Archives for category: Teacher Evaluations

Educators in Néw York are trying to make sense of the state’s evaluation system. The formula is supposed to consist of observations (60%); state scores (20%); and local assessments (20%). Yet the results don’t line up with common sense or common knowledge.

Some principals seem to be giving higher observation scores to teachers they want to protect because they believe they are valuable and don’t want to lose them

“In Scarsdale, regarded as one of the best school systems in the country, no teacher has been rated “highly effective” in classroom observations. It is the only district in the Lower Hudson Valley with that strict an evaluation. In Pleasantville, 99 percent of the teachers are rated as “highly effective” in the same category.”

Charlotte Danielson, whose rubric is the basis forest teacher evaluation systems, called these results “laughable.”

“Pleasantville schools Superintendent Mary Fox-Alter defended her district’s classroom observation scores, which use the Danielson model — saying the state’s “flawed” model had forced districts to scale or bump up the scores so “effective” teachers don’t end up with a rating of “developing.”

What is truly laughable is the effort to turn the art and craft of teaching into a scaled metric, like weighing apples at the supermarket. What is essentially a matter of human judgment, based on experience and wisdom, cannot be measured and graded. Its results will always be flawed, and the very act of measuring the unmeasurable will change teacher behavior to conform to the scale. If all we want is higher scores, this might be a good way to get them. If we want inspired teaching, it is not.

Audrey Amrein-Beardsley posted a guest blog by a rising star in the Academy, Jimmy Scherrer of North Carolina State University, who previously taught in LAUSD.

Scherrer wrote:

“As someone who works with students in poverty [see also a recent article Scherrer wrote in the highly esteemed, peer-reviewed Educational Researcher], I am deeply troubled by the use of status measures—the raw scores of standardized assessments—for accountability purposes. The relationship between SES and standardized assessment scores is well known. Thus, using status measures for accountability purposes incentivizes teachers to work in the most advantaged schools.

“So, I am pleased with the increasing number of accountability systems that are moving away from status measures. In their place, systems seem to be favoring value-added estimates. In theory, this is a significant improvement. However, the manner in which the models are currently being used and how the estimates are currently being interpreted is intellectually criminal. The models’ limitations are obvious. But, as a learning scientist, what’s most alarming is the increasing use of the estimates generated by value-added models as a proxy for “effective” teaching…..”

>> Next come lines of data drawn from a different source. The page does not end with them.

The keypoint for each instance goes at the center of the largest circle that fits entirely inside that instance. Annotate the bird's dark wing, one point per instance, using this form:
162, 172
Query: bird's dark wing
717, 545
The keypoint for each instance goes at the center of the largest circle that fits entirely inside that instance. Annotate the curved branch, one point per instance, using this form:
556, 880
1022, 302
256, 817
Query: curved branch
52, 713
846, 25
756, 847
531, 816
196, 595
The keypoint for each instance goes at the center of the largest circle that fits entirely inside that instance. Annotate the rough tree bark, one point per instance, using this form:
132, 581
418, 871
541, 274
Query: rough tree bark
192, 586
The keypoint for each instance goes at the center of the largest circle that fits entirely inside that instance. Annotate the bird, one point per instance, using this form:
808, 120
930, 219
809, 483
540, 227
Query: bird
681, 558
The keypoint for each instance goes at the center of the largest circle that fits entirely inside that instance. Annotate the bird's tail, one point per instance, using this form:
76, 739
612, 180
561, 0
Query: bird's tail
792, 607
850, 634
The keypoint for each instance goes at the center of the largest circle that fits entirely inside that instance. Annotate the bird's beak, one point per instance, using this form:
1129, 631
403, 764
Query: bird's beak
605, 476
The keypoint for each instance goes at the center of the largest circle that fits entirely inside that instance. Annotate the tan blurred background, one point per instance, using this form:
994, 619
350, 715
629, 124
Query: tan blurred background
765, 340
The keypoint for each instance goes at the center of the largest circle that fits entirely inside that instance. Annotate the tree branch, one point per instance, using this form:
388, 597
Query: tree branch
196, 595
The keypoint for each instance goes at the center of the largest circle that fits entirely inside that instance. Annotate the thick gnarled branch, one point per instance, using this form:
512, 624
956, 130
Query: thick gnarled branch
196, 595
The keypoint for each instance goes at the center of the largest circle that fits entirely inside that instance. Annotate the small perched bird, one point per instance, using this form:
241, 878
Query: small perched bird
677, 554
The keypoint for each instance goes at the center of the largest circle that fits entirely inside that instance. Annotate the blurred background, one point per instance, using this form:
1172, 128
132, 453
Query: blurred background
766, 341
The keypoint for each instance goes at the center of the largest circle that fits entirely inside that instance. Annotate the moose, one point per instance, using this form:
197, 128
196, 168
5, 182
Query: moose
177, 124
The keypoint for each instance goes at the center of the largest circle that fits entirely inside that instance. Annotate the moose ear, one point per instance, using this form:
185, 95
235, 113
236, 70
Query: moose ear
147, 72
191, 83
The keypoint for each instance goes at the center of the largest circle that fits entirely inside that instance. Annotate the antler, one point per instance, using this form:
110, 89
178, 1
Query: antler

“Typically, research studies on teaching and learning are framed using one of three perspectives: the behaviorist, the cognitivist, and the situative. Each perspective is associated with a different grain size. The behaviorist perspective focuses on basic skills, such as arithmetic. The cognitivist perspective focuses on conceptual understanding, such as making connections between addition and multiplication. The situative perspective focuses on practices, such as the ability to make and test conjectures. Effective teaching includes providing opportunities for students to strengthen each focus. However, traditional standardized assessments mainly contain questions that are crafted from a behaviorist perspective. The conceptual understanding that is highlighted in the cognitivist perspective and the participation in practices that is highlighted in the situative perspective are not captured on traditional standardized assessments. Thus, the only valid inference that can be made from a value-added estimate is about a teacher’s ability to teach the basic skills and knowledge associated with the behaviorist perspective.”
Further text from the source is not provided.